En 1559, Felipe II puso en marcha también un plan de reforma eclesiástica, por el que el país se dividía en catorce nuevos obispados, a los que se incorporaban algunas abadías. La medida iba encaminada a mejorar la atención pastoral a una población ya excesivamente trabajada por la herejía. Mas con ella pretendía Felipe, al mismo tiempo, ampliar su influencia en los Estados Generales. El rey de España tenía derecho a presentar las personas que habían de recibir del Papa aquellos obispados. Era de esperar que los elegidos fuesen personas fieles a la política de Felipe. Ahora bien, como los obispos estaban representados en los Estados Generales, con dicha medida conseguía meter una cuña poderosa en éstos. Los mismos católicos interpretaron aquella reforma como una prueba más de la intromisión española.
El proletariado de los Países Bajos (obreros, marineros...) había experimentado ciertas mejoras desde la inauguración del régimen filipino. Sus salarios eran más altos que los que habían percibido en tiempos de Carlos V. De momento, no hubo que temer nada de este sector. El alza constante de los precios fue proporcional a la mejorade sus salarios durante todo el reinado de Felipe II. Mas hacia 1556 hubo una crisis de subsistencias. La población común no encontraba alimentos, y el hambre se cernió sobre ella. El calvinismo aprovechó el descontento para introducirse también entre las filas del proletariado, el cual, empujado al mismo tiempo por el hambre, desencadenó una serie de desórdenes que culminaron con el saqueo de numerosas iglesias y monasterios y con la destrucción de imágenes religiosas católicas.

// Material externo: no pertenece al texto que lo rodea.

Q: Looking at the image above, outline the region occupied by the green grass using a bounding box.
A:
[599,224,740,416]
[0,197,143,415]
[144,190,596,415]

Aquel brote de violencia alarmó a la nobleza católica. Margarita de Parma aprovechó la situación para tratar de atraérselos. En consecuencia, pidió a Felipe que cediese a algunas de las peticiones de sus adversarios políticos de la nobleza para tenerlso como aliados contra los adversarios religioso-políticos calvinistas. Pero Felipe no quiso hacer distinciones. Se sentía obligado a reprimir simultáneamente a todos sus oponentes, sin matizar entre los posibles aliados y los enemigos irreconciliables. Así pues, en el mismo año 1566 dio órdenes al duque de Alba para que fuese a Italia y pusiera en estado de alerta a los tercios viejos que allí había.